Ramaphosa’s failed last-ditch effort to avoid Trump’s tariffs
South African President Cyril Ramaphosa and US President Donald Trump held a phone call Wednesday, a day before Washington’s 30% tariffs on the nation’s goods entering the US kicked in.
“The two leaders undertook to continue with further engagements, recognising the various trade negotiations the US is currently involved in,” South Africa’s presidency said in a statement Thursday. “Respective trade negotiating teams will take forward more detailed discussions.”
The US’s duties on South African goods going into the world’s biggest economy are the highest charged on exports from any sub-Saharan nation, and form part of a US shakeup of its relationship with trading partners.
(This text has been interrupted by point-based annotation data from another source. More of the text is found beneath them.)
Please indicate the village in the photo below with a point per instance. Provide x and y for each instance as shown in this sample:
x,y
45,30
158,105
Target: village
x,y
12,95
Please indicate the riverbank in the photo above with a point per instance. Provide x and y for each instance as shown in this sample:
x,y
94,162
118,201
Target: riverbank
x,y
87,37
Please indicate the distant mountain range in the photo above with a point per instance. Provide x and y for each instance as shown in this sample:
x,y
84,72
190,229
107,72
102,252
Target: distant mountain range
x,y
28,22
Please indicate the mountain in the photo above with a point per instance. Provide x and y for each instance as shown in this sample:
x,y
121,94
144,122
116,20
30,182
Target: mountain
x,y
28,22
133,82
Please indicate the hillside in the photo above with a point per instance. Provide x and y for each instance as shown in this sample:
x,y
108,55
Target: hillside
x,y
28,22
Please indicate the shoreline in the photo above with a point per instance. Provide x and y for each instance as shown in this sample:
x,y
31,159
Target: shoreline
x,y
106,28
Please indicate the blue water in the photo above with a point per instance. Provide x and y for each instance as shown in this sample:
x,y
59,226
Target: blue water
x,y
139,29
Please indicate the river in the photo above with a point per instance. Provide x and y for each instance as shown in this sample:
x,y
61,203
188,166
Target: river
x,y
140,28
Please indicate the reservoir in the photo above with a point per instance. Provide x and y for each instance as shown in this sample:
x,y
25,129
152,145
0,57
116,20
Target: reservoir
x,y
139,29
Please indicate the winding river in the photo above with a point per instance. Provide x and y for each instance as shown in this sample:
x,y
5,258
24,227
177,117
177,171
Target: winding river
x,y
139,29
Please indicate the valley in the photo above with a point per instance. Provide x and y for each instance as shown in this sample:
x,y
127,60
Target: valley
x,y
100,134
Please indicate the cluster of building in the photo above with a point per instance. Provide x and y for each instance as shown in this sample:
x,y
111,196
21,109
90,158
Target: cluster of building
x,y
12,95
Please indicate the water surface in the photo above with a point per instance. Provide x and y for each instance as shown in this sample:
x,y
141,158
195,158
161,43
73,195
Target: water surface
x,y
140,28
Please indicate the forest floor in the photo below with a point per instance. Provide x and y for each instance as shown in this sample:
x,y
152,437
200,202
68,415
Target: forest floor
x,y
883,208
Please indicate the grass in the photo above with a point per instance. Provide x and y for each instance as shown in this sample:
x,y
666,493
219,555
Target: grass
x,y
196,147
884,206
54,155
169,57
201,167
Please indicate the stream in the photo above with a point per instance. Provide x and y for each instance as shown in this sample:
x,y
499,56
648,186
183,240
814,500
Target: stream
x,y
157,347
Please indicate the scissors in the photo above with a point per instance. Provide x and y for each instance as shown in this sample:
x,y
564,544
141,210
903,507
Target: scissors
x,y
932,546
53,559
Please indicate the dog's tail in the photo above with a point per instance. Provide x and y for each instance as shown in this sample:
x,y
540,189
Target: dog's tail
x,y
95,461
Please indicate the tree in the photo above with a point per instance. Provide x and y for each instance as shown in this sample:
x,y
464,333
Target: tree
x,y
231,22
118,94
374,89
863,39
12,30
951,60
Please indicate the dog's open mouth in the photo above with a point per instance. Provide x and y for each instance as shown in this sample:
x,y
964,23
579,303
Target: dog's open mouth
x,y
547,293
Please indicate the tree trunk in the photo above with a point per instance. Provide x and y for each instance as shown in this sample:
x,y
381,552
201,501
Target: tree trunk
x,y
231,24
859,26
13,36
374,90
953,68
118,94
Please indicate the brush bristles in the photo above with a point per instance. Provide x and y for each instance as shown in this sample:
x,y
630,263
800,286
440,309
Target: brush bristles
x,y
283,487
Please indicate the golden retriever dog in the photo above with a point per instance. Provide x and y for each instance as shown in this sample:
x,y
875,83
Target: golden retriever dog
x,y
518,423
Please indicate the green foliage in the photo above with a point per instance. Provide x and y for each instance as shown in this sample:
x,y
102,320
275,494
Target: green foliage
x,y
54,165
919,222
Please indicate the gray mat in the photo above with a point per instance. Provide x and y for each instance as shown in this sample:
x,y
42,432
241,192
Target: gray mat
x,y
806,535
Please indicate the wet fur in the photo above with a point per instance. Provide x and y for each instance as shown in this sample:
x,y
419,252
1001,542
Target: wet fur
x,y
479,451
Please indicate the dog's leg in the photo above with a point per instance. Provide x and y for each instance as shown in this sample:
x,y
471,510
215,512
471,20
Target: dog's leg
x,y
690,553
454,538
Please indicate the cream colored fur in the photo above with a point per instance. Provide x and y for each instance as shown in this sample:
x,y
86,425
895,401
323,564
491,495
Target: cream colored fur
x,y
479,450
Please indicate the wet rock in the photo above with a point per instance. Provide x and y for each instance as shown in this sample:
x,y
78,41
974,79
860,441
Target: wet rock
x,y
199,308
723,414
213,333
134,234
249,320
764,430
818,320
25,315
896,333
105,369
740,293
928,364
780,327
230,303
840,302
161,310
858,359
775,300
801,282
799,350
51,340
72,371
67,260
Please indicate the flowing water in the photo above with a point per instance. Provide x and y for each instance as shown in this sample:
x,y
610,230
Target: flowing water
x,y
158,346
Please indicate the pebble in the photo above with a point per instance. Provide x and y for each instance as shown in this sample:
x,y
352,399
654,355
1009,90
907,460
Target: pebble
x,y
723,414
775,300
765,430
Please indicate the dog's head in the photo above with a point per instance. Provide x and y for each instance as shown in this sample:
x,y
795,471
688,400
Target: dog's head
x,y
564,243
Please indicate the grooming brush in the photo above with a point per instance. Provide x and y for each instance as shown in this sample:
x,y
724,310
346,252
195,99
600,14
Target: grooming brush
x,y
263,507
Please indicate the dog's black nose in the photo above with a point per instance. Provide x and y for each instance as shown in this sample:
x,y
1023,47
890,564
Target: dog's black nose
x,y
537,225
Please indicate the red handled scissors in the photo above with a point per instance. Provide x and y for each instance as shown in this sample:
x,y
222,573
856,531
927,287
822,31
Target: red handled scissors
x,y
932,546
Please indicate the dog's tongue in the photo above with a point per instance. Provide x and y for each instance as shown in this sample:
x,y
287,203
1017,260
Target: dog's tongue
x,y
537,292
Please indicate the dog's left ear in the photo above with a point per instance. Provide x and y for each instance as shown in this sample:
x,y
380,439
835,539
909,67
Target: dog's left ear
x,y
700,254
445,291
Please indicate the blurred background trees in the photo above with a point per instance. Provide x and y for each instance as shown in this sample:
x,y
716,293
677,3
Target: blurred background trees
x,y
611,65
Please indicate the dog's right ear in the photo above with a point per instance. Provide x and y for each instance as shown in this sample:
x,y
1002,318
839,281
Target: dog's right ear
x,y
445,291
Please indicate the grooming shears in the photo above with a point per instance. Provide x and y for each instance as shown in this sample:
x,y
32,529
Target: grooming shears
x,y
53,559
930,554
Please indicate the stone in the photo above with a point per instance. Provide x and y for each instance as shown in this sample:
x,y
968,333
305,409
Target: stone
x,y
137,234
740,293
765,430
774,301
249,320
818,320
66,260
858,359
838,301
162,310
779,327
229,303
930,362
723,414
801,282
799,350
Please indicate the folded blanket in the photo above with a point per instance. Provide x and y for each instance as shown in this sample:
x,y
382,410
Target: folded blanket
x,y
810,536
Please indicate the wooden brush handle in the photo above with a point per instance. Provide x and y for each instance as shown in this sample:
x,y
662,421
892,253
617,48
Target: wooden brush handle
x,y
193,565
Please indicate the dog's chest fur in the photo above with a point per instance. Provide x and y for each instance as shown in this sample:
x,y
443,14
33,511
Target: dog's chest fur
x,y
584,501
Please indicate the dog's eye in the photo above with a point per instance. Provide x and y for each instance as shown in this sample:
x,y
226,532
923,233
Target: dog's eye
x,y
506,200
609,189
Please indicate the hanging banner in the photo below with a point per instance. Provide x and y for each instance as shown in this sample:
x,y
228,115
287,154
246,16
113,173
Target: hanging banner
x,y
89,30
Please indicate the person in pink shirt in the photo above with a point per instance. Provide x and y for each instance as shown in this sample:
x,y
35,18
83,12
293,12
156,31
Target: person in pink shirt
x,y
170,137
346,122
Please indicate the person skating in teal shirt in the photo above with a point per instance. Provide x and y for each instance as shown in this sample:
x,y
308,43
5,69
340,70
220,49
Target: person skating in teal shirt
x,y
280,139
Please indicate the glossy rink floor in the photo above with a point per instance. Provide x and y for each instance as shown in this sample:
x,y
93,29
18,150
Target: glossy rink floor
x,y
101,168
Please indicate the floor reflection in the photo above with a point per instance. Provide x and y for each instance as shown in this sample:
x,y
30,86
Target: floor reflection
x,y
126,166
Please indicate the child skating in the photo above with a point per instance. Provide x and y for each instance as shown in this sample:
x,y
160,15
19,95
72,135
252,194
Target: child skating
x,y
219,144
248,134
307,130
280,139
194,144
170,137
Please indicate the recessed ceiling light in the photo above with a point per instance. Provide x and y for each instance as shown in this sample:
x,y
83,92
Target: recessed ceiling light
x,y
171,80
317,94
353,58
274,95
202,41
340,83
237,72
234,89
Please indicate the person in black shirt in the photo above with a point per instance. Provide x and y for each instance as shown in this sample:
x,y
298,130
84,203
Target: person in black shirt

South Africa’s biggest political party, the ANC, said the government won’t bow to demands from Donald Trump’s administration to change its policies even if that means its leaders are subjected to US sanctions.
The Trump administration has made a raft of demands, including that South Africa abandon laws that were put in place after apartheid ended in 1994 and are aimed at addressing persisting racial inequality, said Fikile Mbalula, the secretary-general of the African National Congress.
The party governed the country outright for three decades before losing its parliamentary majority in last year’s elections, and it subsequently entered into an alliance with nine rivals to retain power.
“They want us to do away with certain policies. It is not going to be possible,” Mbalula told reporters in Johannesburg on Wednesday.
“If it means we are going to suffer through sanctions as leaders of the ANC, let it be. We will never back imperialists to subvert our democracy, to subvert our sovereignty.”
Relations between South Africa and the US have been fraught since Trump returned to the White House in January. He has falsely accused the African nation’s government of presiding over a genocide of White farmers, and criticized its international allegiances.
The new tariffs will place 30,000 jobs at risk in South Africa, according to the trade department, exacerbating one of the world’s worst unemployment crises.
The auto and agricultural sectors will be hardest hit, with the US a major export market for both industries.